More than $25 million in the fund has gone unused at a time when the state’s 60-plus generation is projected to outnumber those younger than 18 this year. Advocates have argued without success to the General Assembly that people older than 60 require help — such as transportation and Meals on Wheels — that would add millions to the state’s budget.
“Twenty-eight-million-plus is a crazy amount of money,” Bethel said. “I know there are lots of restrictions on the use of the funds — only used for projects/initiatives to improve care in nursing homes, can’t supplant state or federal dollars, can’t be for long-term commitments, etc.
“I hope down the road that attention can be placed on focusing more big-picture and looking at some of the systemic problems or challenges that our system has.”
State Rep. Carla Cunningham, a Charlotte Democrat, speaks from experience when talking about needs in the long-term care arena. Cunningham is a registered nurse who worked in skilled nursing as recently as last year and serves as a member of the Joint Legislative Oversight Committee on Health and Human Services.[sponsor]
Conversations with the state Department of Health and Human Services on topics such as resident-staff ratio and worker training should take place during the legislative session that begins later this month, Cunningham said.
“I think that the supervision of those people that are working with the client really needs to be improved,” she said.
She pointed to efforts to prevent pressure ulcers, also known as bed sores, which require moving patients frequently.
“Like the turning of the clients is supposed to be done, if they are bedridden, every two hours,” she said. “But the CNA, the certified nursing assistant, may have 15 clients based on what their staffing is that day.”
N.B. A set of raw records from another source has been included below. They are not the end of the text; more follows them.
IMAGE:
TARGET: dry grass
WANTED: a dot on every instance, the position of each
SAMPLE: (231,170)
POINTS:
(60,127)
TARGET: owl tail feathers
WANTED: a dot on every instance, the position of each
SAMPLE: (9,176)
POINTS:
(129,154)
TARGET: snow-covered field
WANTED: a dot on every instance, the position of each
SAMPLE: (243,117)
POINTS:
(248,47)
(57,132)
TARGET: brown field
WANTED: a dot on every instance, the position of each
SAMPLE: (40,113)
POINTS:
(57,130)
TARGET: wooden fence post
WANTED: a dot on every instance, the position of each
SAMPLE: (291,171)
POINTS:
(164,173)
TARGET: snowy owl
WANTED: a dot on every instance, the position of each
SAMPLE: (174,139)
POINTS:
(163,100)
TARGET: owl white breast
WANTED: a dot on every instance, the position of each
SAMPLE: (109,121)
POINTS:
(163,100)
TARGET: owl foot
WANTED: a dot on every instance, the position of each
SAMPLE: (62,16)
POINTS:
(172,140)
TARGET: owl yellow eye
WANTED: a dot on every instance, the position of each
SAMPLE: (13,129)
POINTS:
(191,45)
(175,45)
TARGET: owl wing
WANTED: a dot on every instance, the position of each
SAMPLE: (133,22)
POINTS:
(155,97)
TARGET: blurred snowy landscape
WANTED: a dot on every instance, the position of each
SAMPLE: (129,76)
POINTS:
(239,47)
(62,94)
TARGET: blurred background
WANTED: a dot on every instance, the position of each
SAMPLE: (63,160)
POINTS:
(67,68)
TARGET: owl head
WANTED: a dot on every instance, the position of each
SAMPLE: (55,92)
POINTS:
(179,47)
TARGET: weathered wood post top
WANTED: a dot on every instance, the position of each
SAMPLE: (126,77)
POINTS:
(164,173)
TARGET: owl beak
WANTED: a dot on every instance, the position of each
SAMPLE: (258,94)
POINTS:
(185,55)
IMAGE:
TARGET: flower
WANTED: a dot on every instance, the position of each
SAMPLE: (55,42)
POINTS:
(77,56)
Staff failure to turn a resident often enough to prevent the potentially deadly wounds is a recurring issue in skilled nursing settings. As noted, the civil monetary fund money is not supposed to be spent on efforts that the nursing home is already required to perform. However, a Massachusetts program funded by the same pot of money is dedicated to setting up family councils made up of friends or relatives who can report, in Cunningham’s example, problems caused by neglected skin care.
Potential technological fixes
Complaints often surface of unclean facilities, another problem on which family councils can make forceful reports.
“Years ago, if a client’s family member came in and they felt like the room hadn’t been cleaned, they would throw a piece of paper up under the bed, and if it was still there when they came back, they would know the room had not been cleaned,” Cunningham said.
Doug Dickerson, director of NC AARP, pointed to technology developed by the Raleigh-based company K4connect as one of the innovative means of improving residents’ lives. The technology incorporates elements of the “smart home” with electronic monitoring to make it possible for nursing home staff to keep track of residents in real time.
“We know them well, because they happen to be in our building,” Dickerson said of the company. “We’ve gone down and we’ve seen what they can do. So that’s an example of technology that could seriously help health care facilities.”
Bethel noted that the issue of recruiting and retaining staff in homes, particularly for direct care workers, is a major challenge for many homes now and will continue to grow as the older population increases. That effort and others would require business, government, academia and nonprofits to work together.
“Setting up a structure/process to address this, bringing together all the players that could have a stake in this, and actually working to implement steps to address would be a great use of the money in my opinion,” she said.